FOOTPRINTS ON WATER
by Ken Allen
When I look out over the muddy
Bear River, now choked with cattails and carp, I see my footprints. The
river once ran clear and carelessly through Papa's bottomlands as I once
did. The day I raced across that soft loam prickly with straw, I left those
footprints among the stubble. By the time I climbed that wooden rail trestle
I was too late. Water now floods the plain, covering forever my footprints-and
I was born over in that
farmhouse on the bluff above the river. But I grew up in that field, down
where the cattails now crowd the rotten trestle, down where we once raised
alfalfa. I can almost smell the green pungence of a fresh cutting blowing
across the rutted road. Cows gave milk as sweet as ice cream when they
were fed on our moist silage. Grandpa Roundy dry farmed hard red winter
wheat over on the west side. His fences along the bench held back the tumbleweed
and buck brush driven down the hills by the chilly whistling wind. He had
a hard time keeping help. More than one hand started on a furrow at dawn
and quit the team and plow under attack of the high sun even before reaching
the far road.
Uncle Ern raised sweet corn. In the
late summer I'd ride my pony along the wide furrows between ripe stalks
so high I'd lose sight of the craggy caps of the eastern mountains in the
sea of tassel and silk. My people took up old Jim Bridger's wager. Bridger
bet us Mormons a bushel of gold against the first bushel of corn grown
here in Cache Valley. This place is so high and bitter the winters make
the North Pole seem warm. We have summers so short that spring snow hardly
melts before the fall blizzards. But Bridger didn't know what we could
do. He lost his bet.
Summer mornings, I loved
to chase the scrambling varmints and chattering crickets off the river
path on my way back from driving the cows out toward Grandpa's spread.

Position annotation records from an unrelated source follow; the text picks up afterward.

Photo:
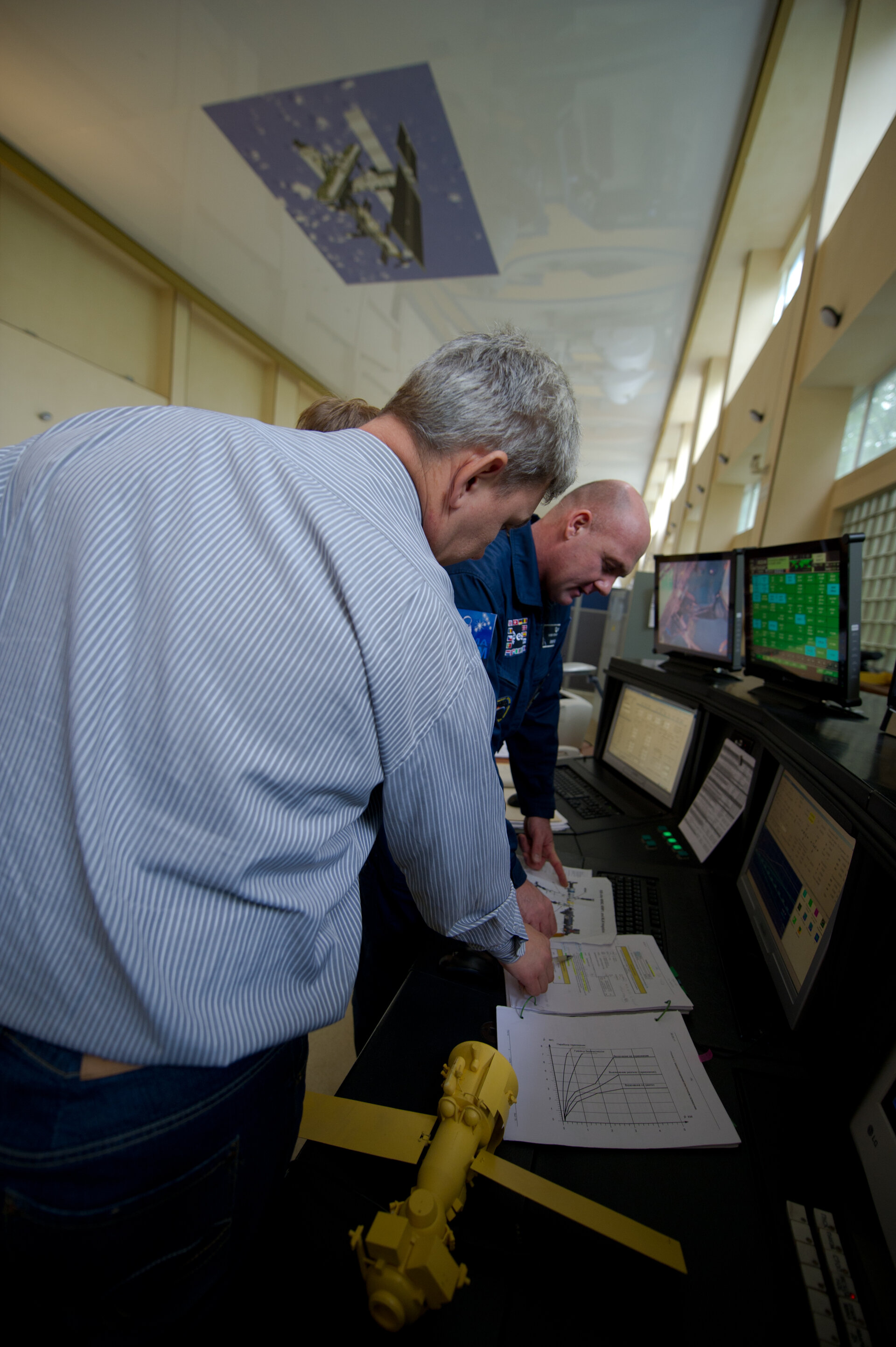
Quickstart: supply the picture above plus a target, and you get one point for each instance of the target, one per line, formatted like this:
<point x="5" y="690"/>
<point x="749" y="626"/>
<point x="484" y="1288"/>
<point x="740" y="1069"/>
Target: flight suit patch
<point x="517" y="634"/>
<point x="482" y="627"/>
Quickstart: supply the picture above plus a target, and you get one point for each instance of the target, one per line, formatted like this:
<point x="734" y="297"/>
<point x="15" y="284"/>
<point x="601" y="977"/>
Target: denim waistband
<point x="63" y="1060"/>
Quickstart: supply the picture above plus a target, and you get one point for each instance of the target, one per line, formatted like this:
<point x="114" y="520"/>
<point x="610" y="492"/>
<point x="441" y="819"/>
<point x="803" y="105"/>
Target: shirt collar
<point x="525" y="566"/>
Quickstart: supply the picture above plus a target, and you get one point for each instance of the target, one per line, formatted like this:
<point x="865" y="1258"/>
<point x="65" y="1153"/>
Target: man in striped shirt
<point x="226" y="654"/>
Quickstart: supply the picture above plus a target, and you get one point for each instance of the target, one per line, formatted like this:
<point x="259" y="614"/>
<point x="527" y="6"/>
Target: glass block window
<point x="871" y="426"/>
<point x="876" y="519"/>
<point x="854" y="433"/>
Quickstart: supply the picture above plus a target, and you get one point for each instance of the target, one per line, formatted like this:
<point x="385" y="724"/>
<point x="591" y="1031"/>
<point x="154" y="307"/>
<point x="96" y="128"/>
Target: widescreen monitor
<point x="699" y="603"/>
<point x="802" y="617"/>
<point x="791" y="884"/>
<point x="649" y="741"/>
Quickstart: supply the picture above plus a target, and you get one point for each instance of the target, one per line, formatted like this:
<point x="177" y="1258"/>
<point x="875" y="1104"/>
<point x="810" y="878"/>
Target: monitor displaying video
<point x="649" y="741"/>
<point x="791" y="884"/>
<point x="693" y="605"/>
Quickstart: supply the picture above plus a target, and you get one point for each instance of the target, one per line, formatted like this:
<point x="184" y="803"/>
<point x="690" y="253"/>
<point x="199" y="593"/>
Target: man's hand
<point x="534" y="969"/>
<point x="536" y="910"/>
<point x="537" y="846"/>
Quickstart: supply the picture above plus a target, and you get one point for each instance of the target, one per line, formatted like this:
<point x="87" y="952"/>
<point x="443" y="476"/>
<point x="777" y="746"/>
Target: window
<point x="791" y="273"/>
<point x="876" y="519"/>
<point x="879" y="436"/>
<point x="871" y="426"/>
<point x="749" y="507"/>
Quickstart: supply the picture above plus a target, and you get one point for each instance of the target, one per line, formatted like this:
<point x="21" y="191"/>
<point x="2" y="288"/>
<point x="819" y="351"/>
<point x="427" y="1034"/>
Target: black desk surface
<point x="533" y="1272"/>
<point x="848" y="741"/>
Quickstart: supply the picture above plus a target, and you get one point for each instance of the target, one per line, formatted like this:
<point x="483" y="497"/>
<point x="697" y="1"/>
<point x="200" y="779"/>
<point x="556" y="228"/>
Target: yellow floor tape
<point x="587" y="1213"/>
<point x="371" y="1128"/>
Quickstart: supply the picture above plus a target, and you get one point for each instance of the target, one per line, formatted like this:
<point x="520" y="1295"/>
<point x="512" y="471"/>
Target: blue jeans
<point x="127" y="1199"/>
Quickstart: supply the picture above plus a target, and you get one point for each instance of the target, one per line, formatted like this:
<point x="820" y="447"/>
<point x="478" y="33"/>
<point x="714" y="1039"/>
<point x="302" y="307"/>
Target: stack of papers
<point x="627" y="976"/>
<point x="629" y="1082"/>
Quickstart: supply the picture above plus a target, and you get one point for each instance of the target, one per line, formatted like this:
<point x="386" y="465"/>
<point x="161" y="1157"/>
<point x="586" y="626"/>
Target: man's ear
<point x="473" y="472"/>
<point x="578" y="523"/>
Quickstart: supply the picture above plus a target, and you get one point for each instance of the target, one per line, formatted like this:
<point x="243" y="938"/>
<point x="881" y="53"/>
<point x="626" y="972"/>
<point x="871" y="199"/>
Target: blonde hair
<point x="337" y="414"/>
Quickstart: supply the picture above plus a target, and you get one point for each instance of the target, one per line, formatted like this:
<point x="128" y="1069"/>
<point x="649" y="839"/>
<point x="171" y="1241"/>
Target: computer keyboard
<point x="586" y="799"/>
<point x="637" y="903"/>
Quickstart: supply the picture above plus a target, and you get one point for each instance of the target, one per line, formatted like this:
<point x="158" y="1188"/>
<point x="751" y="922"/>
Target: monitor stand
<point x="689" y="669"/>
<point x="809" y="705"/>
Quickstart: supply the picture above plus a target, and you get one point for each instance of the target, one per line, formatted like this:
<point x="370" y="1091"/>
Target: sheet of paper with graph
<point x="627" y="1082"/>
<point x="598" y="980"/>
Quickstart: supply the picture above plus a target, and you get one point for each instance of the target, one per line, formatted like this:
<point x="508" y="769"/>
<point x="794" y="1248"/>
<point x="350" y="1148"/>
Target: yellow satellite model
<point x="407" y="1259"/>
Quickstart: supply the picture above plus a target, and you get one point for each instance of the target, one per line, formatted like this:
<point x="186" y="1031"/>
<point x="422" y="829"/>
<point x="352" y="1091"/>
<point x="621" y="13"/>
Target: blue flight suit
<point x="524" y="664"/>
<point x="521" y="638"/>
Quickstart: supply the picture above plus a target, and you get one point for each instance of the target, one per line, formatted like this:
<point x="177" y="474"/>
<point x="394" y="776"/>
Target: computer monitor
<point x="791" y="884"/>
<point x="699" y="603"/>
<point x="804" y="605"/>
<point x="649" y="741"/>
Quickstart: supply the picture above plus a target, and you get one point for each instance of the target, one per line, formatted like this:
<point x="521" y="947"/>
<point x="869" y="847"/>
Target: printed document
<point x="584" y="910"/>
<point x="720" y="801"/>
<point x="598" y="980"/>
<point x="629" y="1082"/>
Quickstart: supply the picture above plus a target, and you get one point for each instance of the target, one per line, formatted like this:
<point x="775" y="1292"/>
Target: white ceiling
<point x="598" y="139"/>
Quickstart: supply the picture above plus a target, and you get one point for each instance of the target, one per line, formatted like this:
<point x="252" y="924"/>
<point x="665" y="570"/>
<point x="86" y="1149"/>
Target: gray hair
<point x="496" y="392"/>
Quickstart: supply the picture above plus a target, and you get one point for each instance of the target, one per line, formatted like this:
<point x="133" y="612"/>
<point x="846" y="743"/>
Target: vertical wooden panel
<point x="225" y="374"/>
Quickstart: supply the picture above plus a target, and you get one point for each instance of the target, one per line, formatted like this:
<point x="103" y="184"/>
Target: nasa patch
<point x="481" y="628"/>
<point x="517" y="634"/>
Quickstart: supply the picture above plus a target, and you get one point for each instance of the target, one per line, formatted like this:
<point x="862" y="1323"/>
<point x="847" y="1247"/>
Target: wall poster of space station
<point x="369" y="169"/>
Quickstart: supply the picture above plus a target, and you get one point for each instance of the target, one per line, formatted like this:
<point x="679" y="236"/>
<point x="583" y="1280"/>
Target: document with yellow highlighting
<point x="630" y="974"/>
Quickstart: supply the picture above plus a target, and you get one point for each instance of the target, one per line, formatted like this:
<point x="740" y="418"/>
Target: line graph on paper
<point x="622" y="1087"/>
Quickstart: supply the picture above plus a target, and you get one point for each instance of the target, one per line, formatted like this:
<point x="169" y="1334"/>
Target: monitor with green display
<point x="802" y="616"/>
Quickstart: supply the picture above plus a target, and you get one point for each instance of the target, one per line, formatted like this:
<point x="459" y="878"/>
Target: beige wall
<point x="86" y="325"/>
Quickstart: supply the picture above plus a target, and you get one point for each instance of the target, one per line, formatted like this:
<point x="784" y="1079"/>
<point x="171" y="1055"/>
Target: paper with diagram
<point x="584" y="910"/>
<point x="629" y="976"/>
<point x="720" y="801"/>
<point x="626" y="1082"/>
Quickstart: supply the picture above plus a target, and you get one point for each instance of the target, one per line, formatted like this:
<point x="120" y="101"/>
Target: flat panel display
<point x="649" y="741"/>
<point x="791" y="884"/>
<point x="804" y="616"/>
<point x="700" y="607"/>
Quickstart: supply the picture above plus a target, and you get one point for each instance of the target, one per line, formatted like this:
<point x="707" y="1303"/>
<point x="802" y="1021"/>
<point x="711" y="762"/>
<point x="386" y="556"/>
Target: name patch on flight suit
<point x="517" y="634"/>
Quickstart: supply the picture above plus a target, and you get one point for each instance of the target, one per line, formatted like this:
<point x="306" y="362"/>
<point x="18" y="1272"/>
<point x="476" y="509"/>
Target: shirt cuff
<point x="540" y="806"/>
<point x="504" y="935"/>
<point x="517" y="873"/>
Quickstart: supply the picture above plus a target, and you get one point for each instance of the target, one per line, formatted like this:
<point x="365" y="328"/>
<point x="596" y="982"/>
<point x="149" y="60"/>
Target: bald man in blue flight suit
<point x="516" y="600"/>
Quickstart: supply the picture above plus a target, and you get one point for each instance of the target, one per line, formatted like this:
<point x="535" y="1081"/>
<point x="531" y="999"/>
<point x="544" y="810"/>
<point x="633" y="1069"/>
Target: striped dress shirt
<point x="226" y="652"/>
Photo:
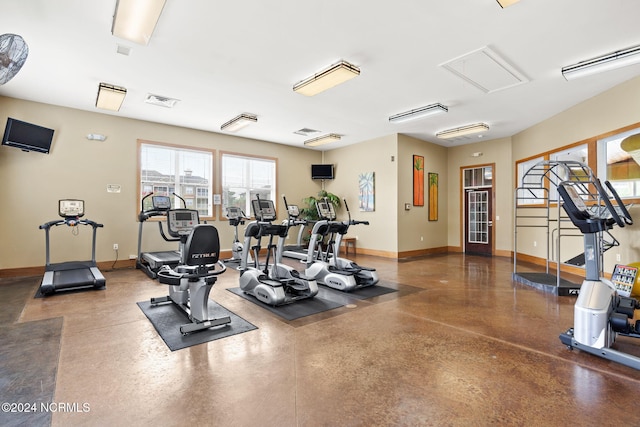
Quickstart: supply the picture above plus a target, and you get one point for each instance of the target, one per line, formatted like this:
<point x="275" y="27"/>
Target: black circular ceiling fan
<point x="13" y="54"/>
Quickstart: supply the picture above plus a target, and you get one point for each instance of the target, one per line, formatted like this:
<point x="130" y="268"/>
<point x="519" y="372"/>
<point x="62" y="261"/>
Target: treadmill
<point x="72" y="274"/>
<point x="152" y="262"/>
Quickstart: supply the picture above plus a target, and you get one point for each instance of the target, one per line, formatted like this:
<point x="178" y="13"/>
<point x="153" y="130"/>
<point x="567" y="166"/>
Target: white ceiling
<point x="223" y="58"/>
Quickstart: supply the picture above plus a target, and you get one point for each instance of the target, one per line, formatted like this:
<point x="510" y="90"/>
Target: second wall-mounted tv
<point x="321" y="171"/>
<point x="27" y="136"/>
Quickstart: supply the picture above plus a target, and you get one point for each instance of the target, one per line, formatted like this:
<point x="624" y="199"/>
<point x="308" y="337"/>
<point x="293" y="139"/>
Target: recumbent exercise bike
<point x="191" y="281"/>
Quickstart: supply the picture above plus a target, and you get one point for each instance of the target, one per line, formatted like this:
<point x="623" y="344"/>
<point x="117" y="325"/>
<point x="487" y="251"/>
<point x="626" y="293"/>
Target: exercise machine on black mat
<point x="600" y="314"/>
<point x="190" y="282"/>
<point x="323" y="262"/>
<point x="151" y="262"/>
<point x="236" y="217"/>
<point x="72" y="274"/>
<point x="272" y="283"/>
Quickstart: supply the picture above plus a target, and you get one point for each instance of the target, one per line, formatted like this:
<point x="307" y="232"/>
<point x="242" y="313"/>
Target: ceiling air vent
<point x="306" y="131"/>
<point x="161" y="101"/>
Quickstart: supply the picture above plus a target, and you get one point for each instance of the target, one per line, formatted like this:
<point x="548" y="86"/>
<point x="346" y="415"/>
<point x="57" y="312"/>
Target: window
<point x="618" y="166"/>
<point x="577" y="153"/>
<point x="167" y="169"/>
<point x="530" y="184"/>
<point x="243" y="177"/>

That all changed when Cutler Dam turned back the two forks of the Bear
into this stinking swamp. It's just as well. It hides the tears we shed
I once wondered why both my folks
moved here. When I saw the raw desert of Grandpa's home in Teasdale in
the southern Utah highlands, I knew why Papa loved the rich loam in these
bottomlands, warm and protected from the wind. It was so different from
the barren red sand and sun that made hell seem cool and green. Mama's
people came here before Papa. Mama walked behind the wagon all the way
up here from Escalante when she was just eight. Uncle Ern followed Papa
here to homestead the west side of this valley. And then right here in
Benson Ward he met and fell in love with Mama's sister Leone. We called
her Miss Roundy at school. I could understand why he loved her so much.
They were married for forever in the Temple, that special place protecting
the east bench of this ancient lake bed like a king's castle.
I was eleven that late afternoon in
'23 as I drove the cows down the rutted, dusty path along the bottomlands.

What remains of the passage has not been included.